Чалдонов еще раз кивнул и покорно отправился вслед за Марусей в соседнюю комнату, где большое семейство Питоврановых уже рассаживалось за обеденным столом, громыхая стульями и весело переругиваясь — опять Алешка лезет поближе к пирогам, пап, да скажи ему, наконец, мамоне ненасытной! Питовранов-старший, профессор богословия Московской духовной академии, в ответ только насмешливо пушил холеную, вполне светскую, надушенную бороду. Чадо- и женолюбец, жуир, острослов и умница, он — вопреки всем представлениям о косности духовного образования — знал девять языков (пять из которых были, впрочем, безнадежно мертвы), защитил блестящую диссертацию по языческим культам (по поводу чего яростно спорил со своим вечным врагом-коллегой Введенским) и — несмотря на это — ухитрился остаться искренне и простодушно верующим человеком. Да и как было не верить, если ежедневно, ежечасно — в звоне столовых приборов, плаче младенцев, скрипе половиц, в каждой ноте многоголосого питоврановского дома — жил и дышал сам Бог, простецкий, уютный, единственно возможный, безнадежно антропоморфный Господь с крепкими крестьянскими пятками и кудрявой бородой, похожей на кудрявое облако, вполне заменявшее Ему и диван, и кресло, и основание мира.

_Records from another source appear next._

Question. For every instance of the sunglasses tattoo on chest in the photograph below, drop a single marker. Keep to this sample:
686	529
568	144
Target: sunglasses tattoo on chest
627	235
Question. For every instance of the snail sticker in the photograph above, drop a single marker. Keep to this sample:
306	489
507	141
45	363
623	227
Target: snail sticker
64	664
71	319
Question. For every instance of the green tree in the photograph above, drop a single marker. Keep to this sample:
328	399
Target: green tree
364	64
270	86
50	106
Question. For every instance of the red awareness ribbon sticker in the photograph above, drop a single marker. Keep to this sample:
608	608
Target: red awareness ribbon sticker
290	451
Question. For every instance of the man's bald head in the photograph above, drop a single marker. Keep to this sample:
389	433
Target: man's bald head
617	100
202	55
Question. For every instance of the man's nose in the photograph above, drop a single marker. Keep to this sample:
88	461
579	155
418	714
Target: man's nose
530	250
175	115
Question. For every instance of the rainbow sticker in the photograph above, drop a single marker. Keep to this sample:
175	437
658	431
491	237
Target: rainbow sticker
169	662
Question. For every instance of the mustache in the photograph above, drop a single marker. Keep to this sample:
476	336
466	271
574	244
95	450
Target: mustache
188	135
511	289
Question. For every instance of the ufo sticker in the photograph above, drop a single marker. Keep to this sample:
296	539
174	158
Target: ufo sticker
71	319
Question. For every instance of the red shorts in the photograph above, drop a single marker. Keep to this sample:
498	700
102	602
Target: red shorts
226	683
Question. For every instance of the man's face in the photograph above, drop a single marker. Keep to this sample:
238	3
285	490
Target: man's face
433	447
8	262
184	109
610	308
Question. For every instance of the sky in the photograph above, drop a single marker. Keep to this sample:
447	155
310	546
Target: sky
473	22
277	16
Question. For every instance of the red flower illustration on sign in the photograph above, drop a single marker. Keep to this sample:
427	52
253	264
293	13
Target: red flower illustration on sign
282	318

Семейство было огромное, шумное и дружное, но даже случайному гостю было ясно, что дружба эта основана не на пустом и случайном кровном родстве, а на совершенно осознанной, умной человеческой приязни, так что каждому вновь народившемуся у Питоврановых ребенку, каждой приблудившейся кошке или приглашенному на обед гостю приходилось постараться, чтобы завоевать любовь и приязнь всех остальных — но зато, раз влившись в эту мирную и многоголосую симфонию огромного человеческого счастья, каждый получал столько дивного, телесного уюта и тепла, что с избытком хватало и на земную, и на загробную жизнь.
Чалдонова в дом привел Питовранов-старший. Жадный и переборчивый ловец и коллекционер человеческих душ, он живо раскусил в долговязом студенте вполне, признаемся, несуразного и плебейского вида — нет, не будущего академика, не светило фундаментальной науки, а человека той высокой и редкостной нравственной пробы, которую так долго и яростно выискивал в людях граф Лев Толстой, сам, по воле Господа, начисто лишенный того тонкого безымянного органа, своеобразного вестибулярного аппарата души, который безошибочно позволяет даже маленькому ребенку или собаке отличить хорошее от плохого, добро — от зла, а грех — от праведного помысла или деяния. Впервые старший Питовранов воочию видел такое убедительное и оригинальное доказательство Тертуллиановской аксиомы о том, что всякая душа по природе своей христианка, — и это при том, что Чалдонов на своей религиозной стезе вряд ли продвинулся дальше Символа Веры да Отче наш. Однако умница Питовранов в отличие от многих богословов был вполне способен отличить церковь от Бога и потому после двух долгих бесед со смышленым студентом пригласил его на обед — Пятницкая, 46, собственный дом. Милости прошу, милейший Сергей Александрович, и никаких возражений не приемлю. Познакомитесь с моими чадами и домочадцами, а заодно и домашнего поедите. У меня всегда вкусно — правило такое, соблюдается неукоснительно, а вы, поди, замучались по трактирам столоваться.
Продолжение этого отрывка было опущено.